O SENTIDO DAS PALAVRAS...



Depois de um dia inteiro de reuniões na Escola Secundária, e depois de um fim de semana no IPO, preocupado com a saúde de um familiar que me é muito querido, abro a página e vejo o que as minha palavras provocaram, e que me estão a provocar sentimentos contraditórios.
O que eu mostrei no Club Fafense foi o meu descontentamento perante um silêncio que não entendi, e nem entendo, perante um evento cultural, que a associação Atriumemoria estava a organizar, e que tinha a colaboração de muitas Associações de Fafe e de alguns lugares ligados a Camilo Castelo Branco. De facto, já há meses que muitas pessoas estavam a trabalhar intensamente nessa iniciativa que considerávamos importante para Fafe e para a literatura.
Como o silêncio foi a resposta da entidade que sempre apoiou estas iniciativas, ficamos deveras preocupados, e a mim causou-nos imensa tristeza ter de cancelar o que julgávamos importante.
Ao dizer, de uma forma sentida que iria mudar de "lugar" para continuar a viver a cultura, como gosto de a viver, estava a salientar que trabalhar com outras terras ligadas a Camilo seria o meu próximo objetivo. Igualmente me iria afastar de tantos silêncios que a mim me causam muito mau estar. Claro que o farei, mas continuarei a viver em Fafe, a trabalhar pela terra que me acolheu, assim como a desenvolver atividades que não me causem tanto cansaço e certas incompreensões.
Agradecia que os amigos não fizessem desta situação um fim do mundo. Agradeço as mensagens que tenho recebido, pois nunca imaginei que o meu desabafo (o meu grito de alerta) causasse tanta confusão. Mas penso que já chega, pois as coisas já começaram a mudar e para MELHOR.
Neste momento estou ligado a um projeto pedagógico que considero muito interessante, ligado também, à Atriumemoria, e que já foi apresentada a versão mais popular em Estorãos, ligado ao Ciclo do Pão, e na próxima quinta feira será apresentada a versão mais escolar na Escola da Devesinha,a partir de um conto que escrevi e que se chama «O velho e o grão de milho».
Peço também a atenção para uma grande iniciativa solidária que estou a coordenar com os meus alunos, e muitos outros amigos, e que tem como base um livro solidário a favor da criação de uma Biblioteca Escolar no Lar da Criança de Revelhe. O livro já está à venda em vários lugares e chama-se «O sítio onde moram as cores do Arco-Íris, e que pedia a todos os amigos, e se assim o entendessem, que o comprassem e que ajudassem as crianças que precisam da nossa ajuda.
Como os amigos podem ver, eu continuo a lutar por aquilo em que acredito.
Amo Fafe e todos os fafenses, não sou homem de virar costas a quem me quer bem, mas tenho o direito de alertar para situações que não podem voltar a acontecer.
E como um amigo sincero me confidenciou numa bela mensagem, acabo este meu texto de uma forma que considero certa, e que dizia mais ou menos assim " se amamos as cores do Arco-Íris e o que elas significam, também temos de compreender as tempestades, pois sem elas não há Arco-Íris."
Sempre gostei de "construir pontes" entre as pessoas, e é o que continuarei a fazer.
Agradeço a vossa preocupação, mas vamos ficar por aqui.

Com amizade

Carlos Afonso

terça-feira, 27 de maio de 2014

NO dia 30 de maio, O ARCO-ÍRIS PINTARÁ AS TERRAS DE FAFE

NO dia 30 de maio, O ARCO-ÍRIS PINTARÁ AS TERRAS DE FAFE

Na noite do dia 30, traga uma cor do arco-íris e entre numa história mágica «UMA AVENTURA NO JARDIM DOS SONHOS»

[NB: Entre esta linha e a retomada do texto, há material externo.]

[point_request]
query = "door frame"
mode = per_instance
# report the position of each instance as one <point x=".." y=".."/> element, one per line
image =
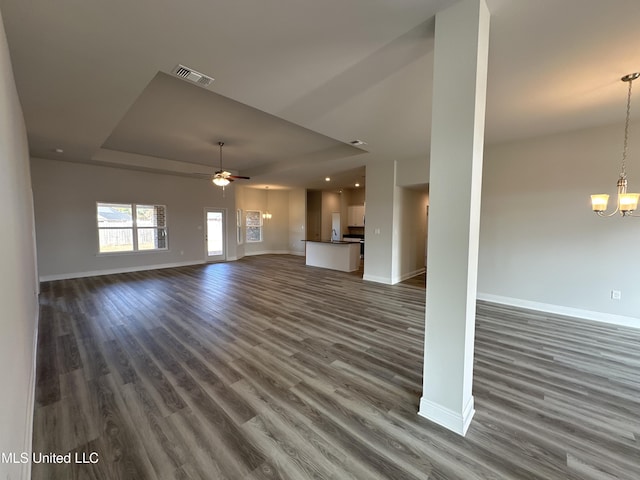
<point x="215" y="258"/>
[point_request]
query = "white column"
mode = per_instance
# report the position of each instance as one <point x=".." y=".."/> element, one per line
<point x="457" y="138"/>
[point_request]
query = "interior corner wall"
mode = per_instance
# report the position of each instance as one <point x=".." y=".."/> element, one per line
<point x="380" y="196"/>
<point x="18" y="282"/>
<point x="297" y="220"/>
<point x="330" y="204"/>
<point x="65" y="196"/>
<point x="412" y="228"/>
<point x="275" y="231"/>
<point x="540" y="244"/>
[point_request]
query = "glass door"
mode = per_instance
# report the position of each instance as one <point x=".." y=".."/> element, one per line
<point x="214" y="235"/>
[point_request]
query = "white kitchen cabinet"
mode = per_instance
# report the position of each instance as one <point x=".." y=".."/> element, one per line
<point x="355" y="216"/>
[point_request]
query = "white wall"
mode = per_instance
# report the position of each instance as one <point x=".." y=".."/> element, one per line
<point x="284" y="232"/>
<point x="65" y="196"/>
<point x="18" y="284"/>
<point x="379" y="246"/>
<point x="540" y="244"/>
<point x="412" y="228"/>
<point x="297" y="220"/>
<point x="330" y="203"/>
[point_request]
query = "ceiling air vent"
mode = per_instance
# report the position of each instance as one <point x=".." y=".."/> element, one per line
<point x="193" y="76"/>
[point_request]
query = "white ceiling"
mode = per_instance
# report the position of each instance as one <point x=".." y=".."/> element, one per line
<point x="296" y="80"/>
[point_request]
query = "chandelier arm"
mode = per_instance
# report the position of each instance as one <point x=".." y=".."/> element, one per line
<point x="626" y="130"/>
<point x="602" y="214"/>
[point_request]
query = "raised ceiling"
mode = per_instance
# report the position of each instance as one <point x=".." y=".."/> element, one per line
<point x="94" y="79"/>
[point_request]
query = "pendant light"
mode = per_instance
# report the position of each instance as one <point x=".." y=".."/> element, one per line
<point x="627" y="202"/>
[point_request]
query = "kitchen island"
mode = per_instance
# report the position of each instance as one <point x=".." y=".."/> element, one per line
<point x="343" y="256"/>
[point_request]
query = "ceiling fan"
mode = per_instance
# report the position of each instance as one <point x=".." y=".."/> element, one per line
<point x="222" y="178"/>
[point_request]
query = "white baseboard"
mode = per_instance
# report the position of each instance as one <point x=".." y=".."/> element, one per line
<point x="457" y="422"/>
<point x="95" y="273"/>
<point x="376" y="279"/>
<point x="31" y="400"/>
<point x="273" y="252"/>
<point x="610" y="318"/>
<point x="407" y="276"/>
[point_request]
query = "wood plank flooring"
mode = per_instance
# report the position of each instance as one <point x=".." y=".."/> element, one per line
<point x="266" y="369"/>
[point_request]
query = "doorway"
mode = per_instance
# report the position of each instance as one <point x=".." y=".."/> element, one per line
<point x="215" y="247"/>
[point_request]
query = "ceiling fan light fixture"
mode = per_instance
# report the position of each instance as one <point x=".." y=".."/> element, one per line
<point x="220" y="181"/>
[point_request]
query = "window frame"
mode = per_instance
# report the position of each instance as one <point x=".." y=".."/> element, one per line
<point x="253" y="220"/>
<point x="134" y="228"/>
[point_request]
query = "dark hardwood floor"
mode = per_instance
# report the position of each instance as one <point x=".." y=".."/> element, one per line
<point x="266" y="369"/>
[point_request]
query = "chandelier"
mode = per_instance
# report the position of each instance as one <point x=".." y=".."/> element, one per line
<point x="627" y="202"/>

Aberto a todos os que têm um coração solidário, o lançamento do livrosolidário será o motivo maior para acontecer um grande evento solidário, no campo de jogos Escola Secundária de Fafe, com a presença de vários grupos musicais e outros momentos recreativos.
No dia 30, venha à Escola Secundária, traga uma cor do Arco-Íris (roupa/fita/...) e entre numa aventura mágica «Uma aventura do Jardim dos Sonhos»
(Esta iniciativa tem como objetivo ajudar as crianças e jovens do Lar da Criança de Revelhe. A criação de uma biblioteca é uma das principais intenções, para que as crianças tenham as condições necessárias para que o seu futuro seja mais feliz)

Por favor, divulgue esta iniciativa e ajude as crianças a sorrir...

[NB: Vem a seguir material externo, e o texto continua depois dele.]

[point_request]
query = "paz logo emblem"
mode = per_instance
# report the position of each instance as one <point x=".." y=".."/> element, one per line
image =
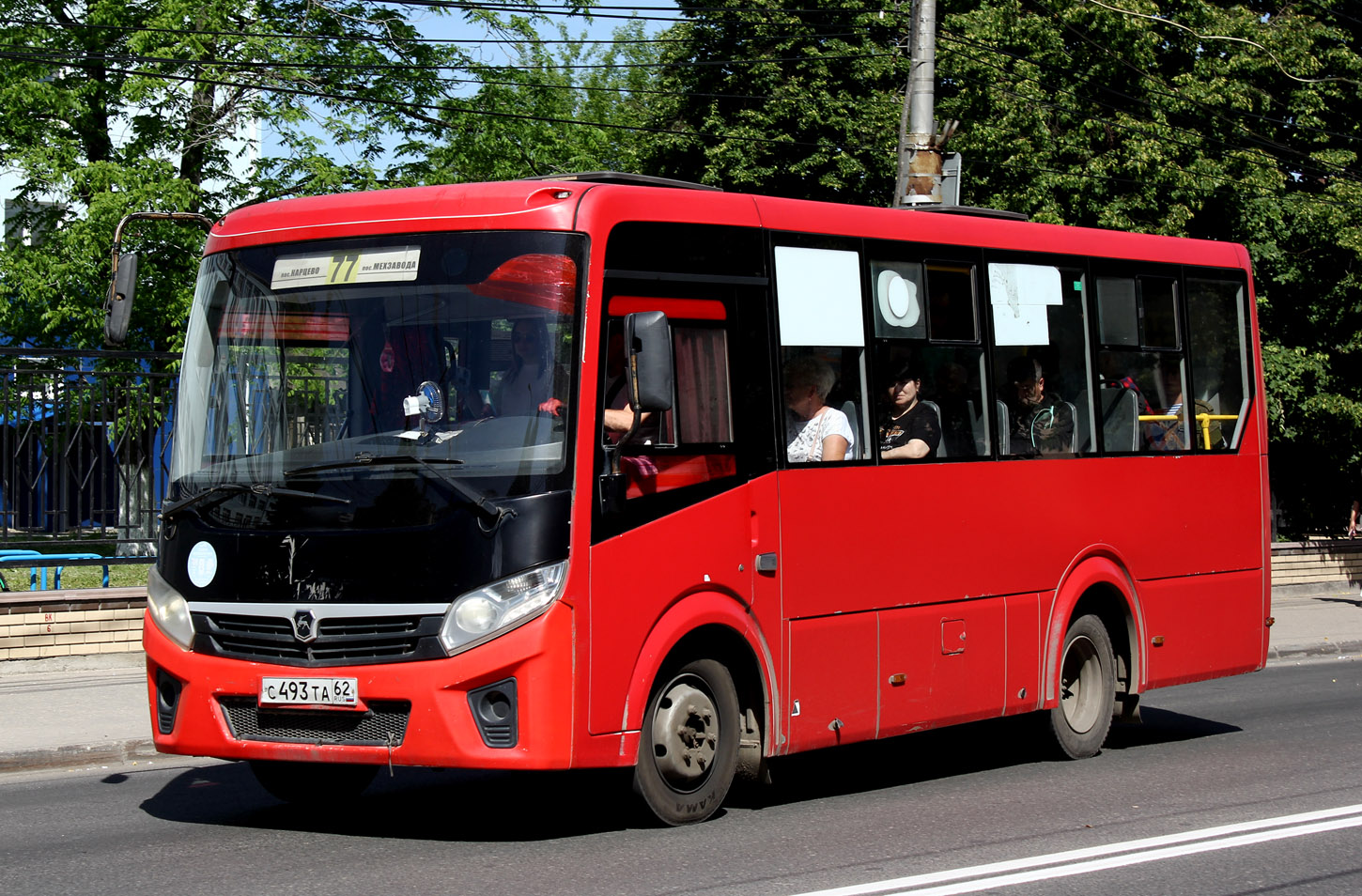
<point x="304" y="626"/>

sexta-feira, 16 de maio de 2014

ALMA DOS CANAVIAIS E OUTRAS HISTÓRIAS - um livro de viagens?



            Nestes últimos anos, muitas histórias compuseram a minha vida, enrodilhadas num permanente caminhar por espaços, pessoas, sonhos e vivências. Assim, e porque os momentos também devem ser partilhados, Alma dos Canaviais e outras histórias… não é mais do que um aglomerado de pedaços de mim, num permanente interagir com os outros.
De Trás-os-Montes ao Minho, de Fafe a Alfândega da Fé, do norte ao sul de Portugal, de Paris a Moscovo, as palavras soltam-se num irrequieto viajar.

                                      
                                                           Pedido
                                       Nunca ansiei o brilho das estrelas…
                                       Jamais desejei a precisão dos espaços…
                                       Recusei sempre o devaneio dos ventos….

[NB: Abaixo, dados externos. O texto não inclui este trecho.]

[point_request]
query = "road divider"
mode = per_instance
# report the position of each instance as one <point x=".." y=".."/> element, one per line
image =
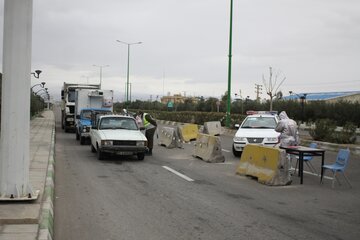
<point x="168" y="137"/>
<point x="188" y="132"/>
<point x="212" y="128"/>
<point x="208" y="148"/>
<point x="269" y="165"/>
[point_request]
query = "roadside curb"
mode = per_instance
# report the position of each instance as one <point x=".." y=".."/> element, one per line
<point x="46" y="222"/>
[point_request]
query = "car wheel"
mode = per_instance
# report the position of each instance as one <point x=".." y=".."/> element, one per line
<point x="77" y="135"/>
<point x="100" y="154"/>
<point x="141" y="156"/>
<point x="236" y="153"/>
<point x="92" y="148"/>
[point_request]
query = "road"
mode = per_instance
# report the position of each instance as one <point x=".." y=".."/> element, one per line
<point x="172" y="195"/>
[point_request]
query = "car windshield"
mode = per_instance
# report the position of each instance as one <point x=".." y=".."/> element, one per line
<point x="86" y="114"/>
<point x="259" y="122"/>
<point x="118" y="123"/>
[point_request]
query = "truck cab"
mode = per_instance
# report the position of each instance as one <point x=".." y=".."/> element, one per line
<point x="84" y="122"/>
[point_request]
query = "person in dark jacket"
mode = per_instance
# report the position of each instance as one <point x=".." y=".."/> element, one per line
<point x="150" y="128"/>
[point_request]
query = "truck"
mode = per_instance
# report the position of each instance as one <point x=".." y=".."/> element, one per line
<point x="68" y="103"/>
<point x="86" y="102"/>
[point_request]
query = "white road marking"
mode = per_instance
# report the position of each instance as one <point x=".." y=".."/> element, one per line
<point x="179" y="174"/>
<point x="311" y="173"/>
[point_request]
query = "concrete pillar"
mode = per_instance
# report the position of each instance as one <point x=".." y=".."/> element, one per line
<point x="15" y="112"/>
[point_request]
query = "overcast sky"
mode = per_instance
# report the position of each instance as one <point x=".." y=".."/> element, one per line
<point x="315" y="44"/>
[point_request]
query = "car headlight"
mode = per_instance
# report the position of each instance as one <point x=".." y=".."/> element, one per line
<point x="239" y="139"/>
<point x="106" y="142"/>
<point x="141" y="144"/>
<point x="272" y="139"/>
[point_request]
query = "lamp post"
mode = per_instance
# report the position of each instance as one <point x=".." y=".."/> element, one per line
<point x="128" y="67"/>
<point x="42" y="89"/>
<point x="302" y="103"/>
<point x="101" y="66"/>
<point x="229" y="69"/>
<point x="36" y="73"/>
<point x="39" y="84"/>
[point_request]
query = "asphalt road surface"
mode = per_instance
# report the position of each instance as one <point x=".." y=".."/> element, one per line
<point x="172" y="195"/>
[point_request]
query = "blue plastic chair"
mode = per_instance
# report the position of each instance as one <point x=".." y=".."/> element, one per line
<point x="307" y="160"/>
<point x="340" y="164"/>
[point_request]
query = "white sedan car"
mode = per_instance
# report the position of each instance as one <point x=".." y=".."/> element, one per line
<point x="117" y="134"/>
<point x="258" y="128"/>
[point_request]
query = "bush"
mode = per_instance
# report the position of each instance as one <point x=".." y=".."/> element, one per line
<point x="325" y="130"/>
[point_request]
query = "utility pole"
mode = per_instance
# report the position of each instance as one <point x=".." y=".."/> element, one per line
<point x="258" y="88"/>
<point x="15" y="111"/>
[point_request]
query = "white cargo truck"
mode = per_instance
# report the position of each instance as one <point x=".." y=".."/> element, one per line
<point x="88" y="101"/>
<point x="68" y="103"/>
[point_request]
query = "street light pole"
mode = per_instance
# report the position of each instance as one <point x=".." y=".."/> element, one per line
<point x="229" y="69"/>
<point x="302" y="103"/>
<point x="128" y="67"/>
<point x="101" y="66"/>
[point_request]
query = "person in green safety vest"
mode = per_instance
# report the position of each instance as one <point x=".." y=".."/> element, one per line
<point x="150" y="128"/>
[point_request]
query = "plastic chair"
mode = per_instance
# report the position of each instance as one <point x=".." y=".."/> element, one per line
<point x="307" y="160"/>
<point x="340" y="164"/>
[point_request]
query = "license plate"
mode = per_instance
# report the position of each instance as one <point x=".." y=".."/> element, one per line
<point x="124" y="153"/>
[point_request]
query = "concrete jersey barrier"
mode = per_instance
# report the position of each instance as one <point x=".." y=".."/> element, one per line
<point x="212" y="128"/>
<point x="188" y="132"/>
<point x="168" y="137"/>
<point x="208" y="148"/>
<point x="269" y="165"/>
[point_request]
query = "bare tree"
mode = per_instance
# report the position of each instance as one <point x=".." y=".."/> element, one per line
<point x="273" y="84"/>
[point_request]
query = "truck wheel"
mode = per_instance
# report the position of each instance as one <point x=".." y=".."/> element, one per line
<point x="92" y="148"/>
<point x="141" y="156"/>
<point x="77" y="135"/>
<point x="100" y="154"/>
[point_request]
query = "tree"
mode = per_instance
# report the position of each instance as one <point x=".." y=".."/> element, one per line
<point x="273" y="85"/>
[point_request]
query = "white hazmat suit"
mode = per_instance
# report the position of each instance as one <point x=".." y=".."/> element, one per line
<point x="289" y="131"/>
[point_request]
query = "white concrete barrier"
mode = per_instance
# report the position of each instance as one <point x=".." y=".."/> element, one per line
<point x="208" y="148"/>
<point x="168" y="137"/>
<point x="212" y="128"/>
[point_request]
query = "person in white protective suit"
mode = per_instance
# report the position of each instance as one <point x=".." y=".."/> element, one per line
<point x="289" y="131"/>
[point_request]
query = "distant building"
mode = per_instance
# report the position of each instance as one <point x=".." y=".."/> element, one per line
<point x="177" y="98"/>
<point x="330" y="97"/>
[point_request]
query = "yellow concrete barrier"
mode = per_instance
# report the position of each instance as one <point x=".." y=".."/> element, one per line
<point x="212" y="128"/>
<point x="168" y="137"/>
<point x="208" y="148"/>
<point x="269" y="165"/>
<point x="188" y="132"/>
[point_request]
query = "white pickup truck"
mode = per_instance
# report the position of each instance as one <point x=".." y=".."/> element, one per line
<point x="117" y="134"/>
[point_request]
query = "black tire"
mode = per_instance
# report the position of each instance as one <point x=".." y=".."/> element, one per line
<point x="141" y="156"/>
<point x="236" y="153"/>
<point x="92" y="148"/>
<point x="100" y="154"/>
<point x="77" y="135"/>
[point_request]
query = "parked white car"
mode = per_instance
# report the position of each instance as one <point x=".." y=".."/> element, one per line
<point x="258" y="128"/>
<point x="117" y="134"/>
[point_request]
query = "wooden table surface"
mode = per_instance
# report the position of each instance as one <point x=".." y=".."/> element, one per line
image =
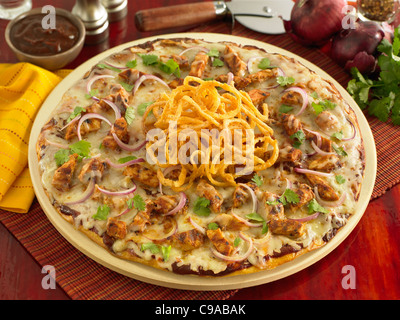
<point x="369" y="257"/>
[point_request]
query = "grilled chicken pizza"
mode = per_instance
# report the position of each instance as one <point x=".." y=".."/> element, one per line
<point x="203" y="158"/>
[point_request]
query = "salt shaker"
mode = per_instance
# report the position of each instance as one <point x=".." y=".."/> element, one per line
<point x="95" y="18"/>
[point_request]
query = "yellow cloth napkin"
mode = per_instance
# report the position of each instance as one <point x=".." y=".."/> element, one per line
<point x="23" y="88"/>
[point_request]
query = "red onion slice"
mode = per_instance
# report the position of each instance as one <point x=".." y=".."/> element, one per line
<point x="246" y="222"/>
<point x="180" y="205"/>
<point x="329" y="203"/>
<point x="114" y="107"/>
<point x="89" y="116"/>
<point x="236" y="258"/>
<point x="317" y="173"/>
<point x="197" y="226"/>
<point x="194" y="48"/>
<point x="309" y="218"/>
<point x="123" y="165"/>
<point x="303" y="94"/>
<point x="148" y="77"/>
<point x="253" y="196"/>
<point x="117" y="193"/>
<point x="86" y="195"/>
<point x="128" y="147"/>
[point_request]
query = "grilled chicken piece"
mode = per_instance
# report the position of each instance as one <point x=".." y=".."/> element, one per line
<point x="199" y="65"/>
<point x="327" y="121"/>
<point x="63" y="176"/>
<point x="93" y="169"/>
<point x="326" y="163"/>
<point x="187" y="240"/>
<point x="120" y="128"/>
<point x="165" y="204"/>
<point x="241" y="194"/>
<point x="116" y="228"/>
<point x="89" y="125"/>
<point x="258" y="96"/>
<point x="142" y="174"/>
<point x="219" y="241"/>
<point x="234" y="62"/>
<point x="230" y="222"/>
<point x="290" y="154"/>
<point x="207" y="191"/>
<point x="142" y="218"/>
<point x="287" y="227"/>
<point x="305" y="194"/>
<point x="326" y="192"/>
<point x="291" y="123"/>
<point x="130" y="76"/>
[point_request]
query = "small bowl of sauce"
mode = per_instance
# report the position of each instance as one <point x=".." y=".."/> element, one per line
<point x="50" y="48"/>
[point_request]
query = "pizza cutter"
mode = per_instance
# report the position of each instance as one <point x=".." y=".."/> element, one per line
<point x="264" y="16"/>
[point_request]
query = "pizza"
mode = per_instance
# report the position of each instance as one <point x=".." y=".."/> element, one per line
<point x="203" y="158"/>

                                       Peço apenas, aos que têm sonhos por cumprir,
                                       Para que leiam os meus sinais,
                                       Escutem o murmúrio das palavras que escolhi,
                                       Colham alguns pedaços de mim
                                       E amem a frescura amena dos canaviais…

           
“É que, as páginas deste livro são desenhadas pela bipolaridade dos géneros que nele convivem; pela diversidade das temáticas que lhe emprestam o colorido; pelos espaços de memória que permite revisitar; pela evocação das figuras que se pretende homenagear; pelo “prazer da leitura” que poderá ser saboreado, em função do sortilégio da dança das palavras, gravadas ora à maneira de poemas líricos, ora de reflexões e relatos em forma de crónica quase diarística.
Trata-se de efabulações surgidas às golfadas da alquimia de uma alma consabidamente poética, mas alternando com narrativas que a correnteza das rotinas fez brotar de feição continuada. Nestes textos, ressaltam retalhos de um olhar penetrante e perscrutador do quotidiano, que a todos nos circunda, embora escape ao nosso olhar normalmente demasiado ocupado, distante e alheado.”
                                               António Teixeira (autor do prefácio)


 A obra Alma dos Canaviais e outras histórias vai ser apresentada no dia 23 de maio,  pelas 21h30, na Sala Manoel de Oliveira, em Fafe.